Courtney, a 30 year old legal assistant from Canada , can relate to what Maguire is going through. She started smoking at the age of 13 because she thought it was a cool thing to do at the time.
“I’m not really sure why…it has always been a regret of mine,” she says. When she first picked up a cigarette she didn’t even in inhale properly. So what propelled her to finally give up?
“My grandfather recently passed away from cancer and my father has lung cancer,” she says. “I think the reality of turning thirty along with the recent health issues in my family prompted me to wake up - it was the easiest time to quit for me,” she adds.
After roughly 18 years of life as a smoker (with the exception of the times she quit and relapsed) Courtney finally put out her last cigarette in early January 2009. She now sees eye to eye with all the anti-smoking information that is splashed all over the television, radio and magazines.

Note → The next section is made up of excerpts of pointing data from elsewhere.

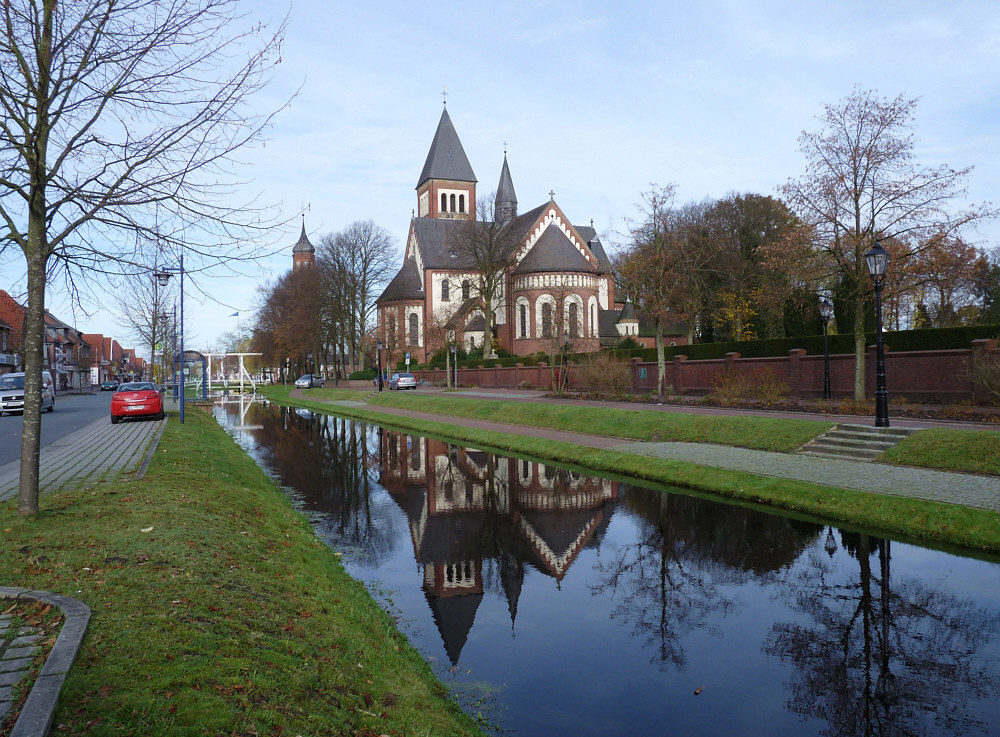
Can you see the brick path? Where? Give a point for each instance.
(96, 452)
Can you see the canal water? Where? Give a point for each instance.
(551, 601)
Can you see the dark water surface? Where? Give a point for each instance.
(556, 603)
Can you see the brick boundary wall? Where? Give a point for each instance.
(919, 376)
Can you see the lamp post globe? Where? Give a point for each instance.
(825, 313)
(378, 362)
(877, 260)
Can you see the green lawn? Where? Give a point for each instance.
(927, 522)
(216, 610)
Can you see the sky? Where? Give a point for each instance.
(595, 101)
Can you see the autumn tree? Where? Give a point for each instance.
(862, 185)
(487, 246)
(121, 119)
(760, 257)
(664, 267)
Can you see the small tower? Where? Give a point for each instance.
(447, 184)
(303, 253)
(505, 205)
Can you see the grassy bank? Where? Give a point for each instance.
(930, 522)
(215, 608)
(759, 433)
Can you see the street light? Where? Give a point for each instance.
(825, 313)
(163, 277)
(564, 384)
(877, 259)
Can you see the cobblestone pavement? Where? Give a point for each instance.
(96, 452)
(919, 483)
(18, 649)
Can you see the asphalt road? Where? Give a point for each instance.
(72, 412)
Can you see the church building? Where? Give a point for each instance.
(558, 286)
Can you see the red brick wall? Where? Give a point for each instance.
(919, 376)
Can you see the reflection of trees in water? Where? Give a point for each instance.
(328, 462)
(670, 582)
(882, 655)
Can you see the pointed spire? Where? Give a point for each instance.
(303, 245)
(506, 201)
(446, 158)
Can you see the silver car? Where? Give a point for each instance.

“I agree with them now. Of all the times before that I quit or wanted to quit, I always told myself I would never be one of those people that quits smoking and then can't even stand the smell of smoke,” she says
“Well, this time around I have become one of them. It seems to be working for me though; I don't even have a desire to pick up a smoke again.”
Somebody who is winning the battle against cigarettes is Anna, a 28 year old high school teacher from Ambarvale in Sydney ’s south. She quit smoking three years ago to have a baby and is now the mother of a healthy baby girl.
“I quit because I wanted to fall pregnant. Smoking lowers fertility, causes low birth weight and is a risk factor in SIDS [sudden infant death syndrome],”she says adding that her daughter is healthy because she quit smoking two years before conceiving her. That was a sensible decision to make but why did Anna take up smoking in the first place?
“I know it sounds dumb, but to get a break at work,” she says. “The smokers got regular smoko's [smoking breaks] and the non-smokers had to work through.”
That ‘break’ turned into almost 11 years as a smoker for her. Now older and wiser, what would she say to her younger self?
“Don't do it. It will stunt your growth…it actually does, by interfering with puberty, ruin your nice white teeth, permantly alter your lung capacity and turn you into an addict. It is harder to give up smoking than get off heroin.” she says.
“Every day it is a conscious effort to not smoke. Once a smoker, always a smoker, you have to remember that and never fall back into the trap. The government profits a lot from smokers...then they spend it on things we didn't ask for. Why do you want to throw your money away...wouldn't you rather go shopping?” she says.
Courtney adds “Put that down. It's not the cool thing to do.”
As I pull away from the gas station, I look over my shoulder to see the boys move on to another driver who has just pulled into the car park. I hope he can get the message across better than I did. As for what I would tell my younger self about smoking- nothing. What’s done is done. But I can say something to the kids I see on the street, who continue to light up. And I will.